Operating System - HP-UX
1833323 Members
3370 Online
110051 Solutions
New Discussion

Script needed to handle numbers with wildcards

 
SOLVED
Go to solution

Script needed to handle numbers with wildcards

Hi pals,

I've to write a script which needs to meet the
following requirement:
1. Script called 'Update'
2. will remove the entries of 7 digit numbers
in a file in the following fashion:
"0051", "004", ".....
"0051", "005", ".....
"0359", "001", ".......
"1130", "003", "....
: : : : : : :
: : : : : : :
: : : : : : :
"1140", "203", ".....
2. (interesting requirement) "Update" takes
the number as one of the argument, but the
number input will contain wildcard characters
"?" and "*"; will be in the following fashion:
0051* : This must match all 0051001 to 0051999
numbers
00?1001 : This must match 0001001, 0002001,
0003001.... 0009001 numbers
1*001 : This must match 1000001,
1001001,.....1999001 numbers
This is similar to unix filename handling,
with wildcards(metacharacters)....
4. The command line will looklike :
# Update 10?13*

Any perl(HP-UX 11.00 default), sed or awk
script is welcome. Points guaranteed!!!!..

thx
Ravi
13 REPLIES 13
Jdamian
Respected Contributor

Re: Script needed to handle numbers with wildcards

your script should parse the input pattern in order to substitute '?' and '*' chars for their equivalent patterns in 'grep', 'sed', or 'awk' (grep and awk can handle extended regular expressions, sed cannot).

I would convert input pattern to extended regular expressions:

print 00*51? | sed -e 's/\?/[[:digit:]]/p' -e 's/\*/[[:digit:]]+/p'

this will print the pattern to use in 'grep -E' or 'awk':

00[[:digit:]]+51[[:digit:]]

I assume that the meaning of '?' in a input pattern is 'just one numeric char' and the meaning of '*' is 'one or more numeric chars'.

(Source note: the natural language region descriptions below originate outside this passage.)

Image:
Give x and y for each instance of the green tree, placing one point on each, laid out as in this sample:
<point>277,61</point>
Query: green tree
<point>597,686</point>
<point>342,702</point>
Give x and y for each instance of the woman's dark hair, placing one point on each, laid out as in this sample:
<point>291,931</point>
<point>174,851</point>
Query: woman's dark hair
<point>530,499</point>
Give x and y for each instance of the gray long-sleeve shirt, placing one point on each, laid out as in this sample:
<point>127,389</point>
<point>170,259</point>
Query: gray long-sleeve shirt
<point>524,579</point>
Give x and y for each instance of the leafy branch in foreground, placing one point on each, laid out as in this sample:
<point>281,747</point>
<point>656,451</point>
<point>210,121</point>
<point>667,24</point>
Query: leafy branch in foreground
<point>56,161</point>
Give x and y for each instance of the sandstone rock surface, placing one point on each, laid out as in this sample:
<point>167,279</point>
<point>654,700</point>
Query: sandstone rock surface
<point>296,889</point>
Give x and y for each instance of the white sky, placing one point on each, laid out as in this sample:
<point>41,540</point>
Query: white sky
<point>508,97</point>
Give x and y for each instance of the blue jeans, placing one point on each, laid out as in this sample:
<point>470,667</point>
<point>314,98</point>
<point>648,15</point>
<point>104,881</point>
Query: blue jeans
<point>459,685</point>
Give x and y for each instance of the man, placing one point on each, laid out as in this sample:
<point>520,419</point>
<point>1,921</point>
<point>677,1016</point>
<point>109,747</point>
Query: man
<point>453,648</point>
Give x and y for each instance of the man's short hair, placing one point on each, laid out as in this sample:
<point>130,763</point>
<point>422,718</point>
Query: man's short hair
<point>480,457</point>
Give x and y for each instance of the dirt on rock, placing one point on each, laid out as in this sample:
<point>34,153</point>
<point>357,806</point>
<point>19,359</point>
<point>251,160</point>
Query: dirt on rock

Re: Script needed to handle numbers with wildcards

thanks Damian,
Your assumptions are right. That * represents
one more digits and ? represents one digit
Your solution works to some extent. The numbers
are of fixed length : 7. And your search can
give me numbers such as :
# cat ii
0000510
0099519
0095119
# grep -E '00[[:digit:]]+51[[:digit:]]' ii
0000510
0099519
0095119

But my for my search string(00*51?), I'm not
expecting "0095119", as this number must be
matched to "00*51??". Also the number size is
fixed to 7 digits only.

Hope my requirement is more clear now.
thanks,
ravi
Jdamian
Respected Contributor
Solution

Re: Script needed to handle numbers with wildcards

You should add the metacharacters used as anchors:
^ as first pattern char
$ as last pattern char

# grep -E '^00[[:digit:]]+51[[:digit:]]$' ii

As in your example, I assume the text file contains just only ONE 7-digits number in each line. If not, the pattern needs to be enhanced.

Francisco J. Soler
Honored Contributor

Re: Script needed to handle numbers with wildcards

Hi,
I need a more detailed explanation, you say that the script will remove the entries of 7 digit numbers, but in the example there aren't any 7 digit entries. The scrip must join two or more entries in the same number or not?

Frank
Linux?. Yes, of course.

Re: Script needed to handle numbers with wildcards

Damian's previous reply almost hit the bull's
eye. May be I'm bit greedy, I need the string
to match exactly(I'm poor in grep/awk/sed/perl)
the one I asked for the first time.

The search string must exactly match the following
patterns:
"0000", "510"
"0099", "519"

Damian, you can earn some more points!!!!

thx
Ravi

Ramkumar Devanathan
Honored Contributor

Re: Script needed to handle numbers with wildcards

Damian,

Since * refers typically to 0 or more occurences of a character, it'd better to replace it with [[:digit:]]* rather than [[:digit:]]+.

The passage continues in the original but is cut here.